Nuns serving the elderly and poor launch Obamacare lawsuit

A group of nuns dedicated to serving the poor and the elderly, just as supporters claim Obamacare will do, has filed the first class-action lawsuit against the Obama administration for its signature health-care reform law.

The Little Sisters of the Poor is a 170-year-old Roman Catholic convent that cares for 13,000 elderly people in poverty all over the world. The thirty homes the Little Sisters run in the U.S. will soon be required to subsidize their employees’ access to abortion, contraception and other items that violate Catholic teachings. If they fail to comply, steep Internal Revenue Service fines will force the Little Sisters out of service.

Confronted with religious liberty arguments, the Obama administration did grant waivers to some religious employers. But that exemption would only apply to denominations themselves, not necessarily non-church organizations with a faith-based mission or even religious communities such as the Little Sisters.

The Becket Fund for Religious Liberty filed the class-action lawsuit on behalf of the Little Sisters and is hoping to win them an exemption from the mandate. The Becket Fund is a Washington, D.C.-based nonprofit that focuses on the free expression of all religions.

Mark Rienzi, the Little Sisters’ lead counsel at the Becket Fund, said the nuns should be allowed to continue their work with an exemption as religious employers.

“The money they collect should be used to care for the poor like it always has — and not to pay the IRS,” Rienzi argued.

But even a wider exemption doesn’t satisfy all opponents of the mandate that believe it violates religious liberty. Domino’s pizza founder Thomas Monaghan notably filed a lawsuit against the mandate in 2012.

The Obama administration has denied any exemptions from the mandate to for-profit companies, like Monaghan’s current venture, Domino Farms. Unlike the Little Sisters, who are just looking to continue their practice, Monaghan’s lawsuit seeks to overturn the mandate itself.

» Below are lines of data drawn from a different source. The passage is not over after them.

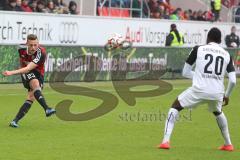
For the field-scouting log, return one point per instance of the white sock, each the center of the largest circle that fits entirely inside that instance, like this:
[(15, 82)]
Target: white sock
[(223, 125), (169, 124)]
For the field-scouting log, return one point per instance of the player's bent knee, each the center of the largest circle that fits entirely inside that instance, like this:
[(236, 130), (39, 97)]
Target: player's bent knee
[(176, 105), (216, 113), (37, 89), (34, 83)]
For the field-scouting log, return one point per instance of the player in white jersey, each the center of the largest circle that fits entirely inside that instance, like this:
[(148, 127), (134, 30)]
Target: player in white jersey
[(211, 63)]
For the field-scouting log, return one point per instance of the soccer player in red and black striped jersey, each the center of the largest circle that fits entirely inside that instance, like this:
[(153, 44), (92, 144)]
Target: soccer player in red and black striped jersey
[(32, 59)]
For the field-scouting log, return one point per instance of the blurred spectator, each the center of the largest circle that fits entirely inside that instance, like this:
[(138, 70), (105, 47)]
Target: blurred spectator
[(25, 6), (194, 16), (2, 4), (136, 6), (51, 7), (186, 15), (237, 14), (157, 13), (19, 5), (72, 7), (174, 38), (216, 8), (232, 40), (200, 16), (176, 15)]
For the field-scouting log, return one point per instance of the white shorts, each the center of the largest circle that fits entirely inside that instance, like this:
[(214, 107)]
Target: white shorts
[(190, 99)]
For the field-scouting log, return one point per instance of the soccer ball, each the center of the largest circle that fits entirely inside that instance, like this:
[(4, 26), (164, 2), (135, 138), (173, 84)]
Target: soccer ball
[(115, 40)]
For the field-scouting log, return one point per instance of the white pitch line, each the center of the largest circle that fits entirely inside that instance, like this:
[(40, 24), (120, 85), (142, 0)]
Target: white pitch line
[(48, 93)]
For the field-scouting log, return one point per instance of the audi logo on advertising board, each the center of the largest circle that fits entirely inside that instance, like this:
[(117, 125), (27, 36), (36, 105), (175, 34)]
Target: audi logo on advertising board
[(68, 32)]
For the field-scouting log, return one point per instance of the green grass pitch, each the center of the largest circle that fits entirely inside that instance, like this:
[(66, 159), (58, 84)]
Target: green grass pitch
[(126, 133)]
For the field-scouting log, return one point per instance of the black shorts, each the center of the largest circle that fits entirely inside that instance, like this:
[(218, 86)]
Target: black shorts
[(27, 77)]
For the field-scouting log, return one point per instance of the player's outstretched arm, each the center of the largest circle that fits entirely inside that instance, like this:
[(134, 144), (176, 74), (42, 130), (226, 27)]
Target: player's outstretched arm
[(231, 83), (26, 69), (187, 71)]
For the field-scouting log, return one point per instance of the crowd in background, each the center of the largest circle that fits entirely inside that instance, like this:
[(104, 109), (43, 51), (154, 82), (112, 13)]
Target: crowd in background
[(41, 6), (157, 9), (160, 9)]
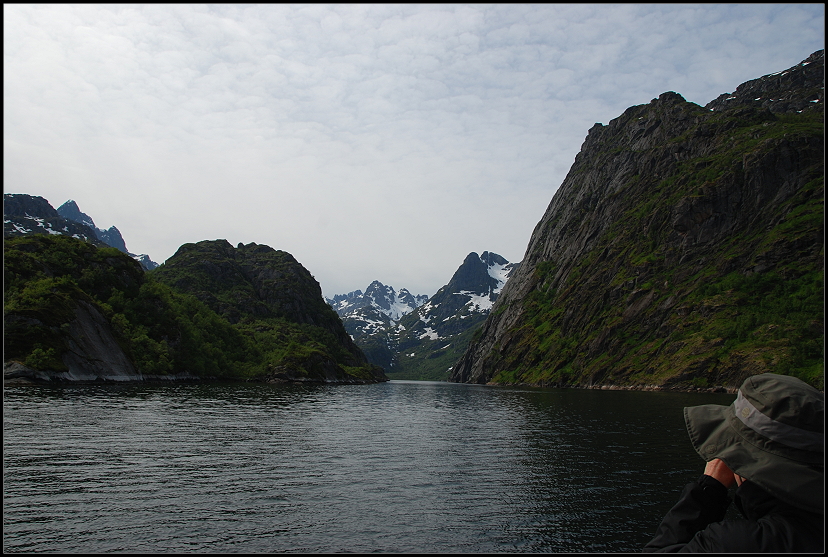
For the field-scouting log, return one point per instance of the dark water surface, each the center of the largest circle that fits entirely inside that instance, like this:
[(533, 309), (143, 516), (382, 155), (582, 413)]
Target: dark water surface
[(395, 467)]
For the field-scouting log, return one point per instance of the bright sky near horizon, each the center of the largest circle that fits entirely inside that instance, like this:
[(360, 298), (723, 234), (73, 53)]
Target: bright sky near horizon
[(371, 141)]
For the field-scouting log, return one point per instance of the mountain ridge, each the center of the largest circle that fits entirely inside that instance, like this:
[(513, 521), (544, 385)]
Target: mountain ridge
[(674, 250)]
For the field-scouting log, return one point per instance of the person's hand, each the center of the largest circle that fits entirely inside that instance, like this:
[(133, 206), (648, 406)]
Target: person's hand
[(718, 470)]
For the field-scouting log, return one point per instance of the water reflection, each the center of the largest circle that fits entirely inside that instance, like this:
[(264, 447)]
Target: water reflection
[(396, 467)]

Monaaghan argues that all individuals and institutions should be able to follow their consciences in this area, not just churches.

The Becket Fund’s class-action lawsuit is the first of its kind against the Obama administration’s mandate, including not only the Little Sisters but “hundreds of Catholic non-profits ministries with similar beliefs,” the nonprofit announced.

The Becket Fund also represents the Hobby Lobby, a for-profit business owned by Christians who believe the contraception mandate violates their freedom of conscience.

Hobby Lobby’s case and a lawsuit brought by plaintiff Conestoga Wood Specialties, another Christian-run for-profit company, were referred to the Supreme Court Sept. 19. The court has not yet decided whether it will hear the cases.